In order to migrate file attachments into SmartSimple you will need to provide two items.

Required:

  • A zipped file of all files attachments to be uploaded.
  • A mapping file to match files to records. This will simply be CSV sheets that describe which record each file should be uploaded to. The CSV should contain columns for the unique identifier of the record to upload to, the record type (e.g. organization, contact), and the relative file path for each file.

Example:

For example, given a zip file whose contents look like the below.

fileattachments.zip

grants\
grant12345\
grant_budget.docx
grant_request.docx
grant45678\
grant_budget.docx
grant_request.docx
organizations\
Oranges Inc\
org_mandate.docx
Bananas Ltd\
org_mandate.docx

An appropriate mapping file could look like the below. The unique identifier column being a reference to the unique identifier of each record.
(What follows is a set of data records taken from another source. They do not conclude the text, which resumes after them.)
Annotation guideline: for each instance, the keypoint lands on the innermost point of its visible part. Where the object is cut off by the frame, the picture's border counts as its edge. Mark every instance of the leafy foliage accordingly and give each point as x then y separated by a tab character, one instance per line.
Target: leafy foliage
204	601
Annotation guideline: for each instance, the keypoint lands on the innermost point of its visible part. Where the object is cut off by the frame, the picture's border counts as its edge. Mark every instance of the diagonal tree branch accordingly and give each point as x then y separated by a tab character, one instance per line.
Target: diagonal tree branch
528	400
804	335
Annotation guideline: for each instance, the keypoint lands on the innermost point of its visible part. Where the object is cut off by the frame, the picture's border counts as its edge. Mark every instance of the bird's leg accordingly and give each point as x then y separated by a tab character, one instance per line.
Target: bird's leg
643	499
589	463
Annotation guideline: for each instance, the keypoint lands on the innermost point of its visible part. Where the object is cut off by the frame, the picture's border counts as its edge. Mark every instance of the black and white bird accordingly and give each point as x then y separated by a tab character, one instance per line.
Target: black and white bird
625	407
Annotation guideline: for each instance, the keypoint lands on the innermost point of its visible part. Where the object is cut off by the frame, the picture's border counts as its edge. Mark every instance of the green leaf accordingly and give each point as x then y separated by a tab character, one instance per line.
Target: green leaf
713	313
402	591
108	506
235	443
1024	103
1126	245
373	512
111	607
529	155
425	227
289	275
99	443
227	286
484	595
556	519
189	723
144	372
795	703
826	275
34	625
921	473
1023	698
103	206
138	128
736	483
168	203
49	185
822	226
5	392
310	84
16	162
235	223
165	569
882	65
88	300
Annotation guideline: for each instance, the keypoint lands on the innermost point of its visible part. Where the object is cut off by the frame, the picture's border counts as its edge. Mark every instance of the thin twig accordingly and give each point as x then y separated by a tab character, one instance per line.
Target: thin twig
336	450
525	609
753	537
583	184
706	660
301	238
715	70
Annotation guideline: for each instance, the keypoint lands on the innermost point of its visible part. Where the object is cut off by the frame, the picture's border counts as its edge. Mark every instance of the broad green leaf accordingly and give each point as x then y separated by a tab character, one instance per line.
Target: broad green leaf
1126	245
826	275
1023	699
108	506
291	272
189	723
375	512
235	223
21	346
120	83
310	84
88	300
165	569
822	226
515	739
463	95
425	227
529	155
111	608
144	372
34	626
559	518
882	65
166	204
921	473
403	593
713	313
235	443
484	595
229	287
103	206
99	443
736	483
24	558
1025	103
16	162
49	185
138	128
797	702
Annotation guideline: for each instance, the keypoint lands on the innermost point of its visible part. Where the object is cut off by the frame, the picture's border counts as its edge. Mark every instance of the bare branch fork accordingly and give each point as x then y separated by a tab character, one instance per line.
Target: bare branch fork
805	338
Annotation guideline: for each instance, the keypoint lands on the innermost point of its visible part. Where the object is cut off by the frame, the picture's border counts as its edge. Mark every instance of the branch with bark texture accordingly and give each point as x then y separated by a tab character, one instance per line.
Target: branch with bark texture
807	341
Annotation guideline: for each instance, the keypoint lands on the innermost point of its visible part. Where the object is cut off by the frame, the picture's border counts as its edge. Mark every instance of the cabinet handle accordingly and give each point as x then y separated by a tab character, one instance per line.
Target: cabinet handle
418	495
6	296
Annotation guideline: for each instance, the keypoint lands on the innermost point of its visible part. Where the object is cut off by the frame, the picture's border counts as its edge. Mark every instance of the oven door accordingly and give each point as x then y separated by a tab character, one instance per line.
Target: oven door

Unique Identifier Object Relative path + file name
12345 Grant \grants\grant12345\grant_budget.docx
12345 Grant \grants\grant12345\grant_request.docx
45678 Grant \grants\grant12345\grant_budget.docx
45678 Grant \grants\grant12345\grant_request.docx
4321 Organization \organizations\Oranges Inc\org_mandate.docx
8756 Organization \organizations\Bananas Ltd\org_mandate.docx

Constraints:

  • File size of each individual file <= 1GB
  • Length of full path description < 255 characters
  • File names must consist of characters within the UTF-8 character set. It is recommended to avoid all special characters within file names to avoid issues across different platforms as reserved characters differ between Windows, *nix,...etc. platforms.
  • There is no file versioning when importing file attachments into SmartSimple. Duplicate files that are to be attached to the same record will overwrite each other. For example, in the above example, if the two lines with respect to grant 45678 were instead attributed to grant 12345, then the result would only be a single grant_budget.docx file and a single grant_request.docx file instead of four files total.

SmartSimple Responsibility

Data Transform

As the project team designs your SmartSimple instance and architecture, we will work closely with you to design the final data translation to migrate your data into SmartSimple. SmartSimple will create a transform mapping and review this with you.

Data Load

During the course of a project implementation there will be two data loads conducted. One at the beginning of the project to allow you to verify the information that is input into SmartSimple. The second at the end of the project for the final migration from your current system to SmartSimple. For the final data load, you can expect between a 3-5 day maintenance window where we ask you to freeze any updates to your current system in order to cut over and transition to SmartSimple.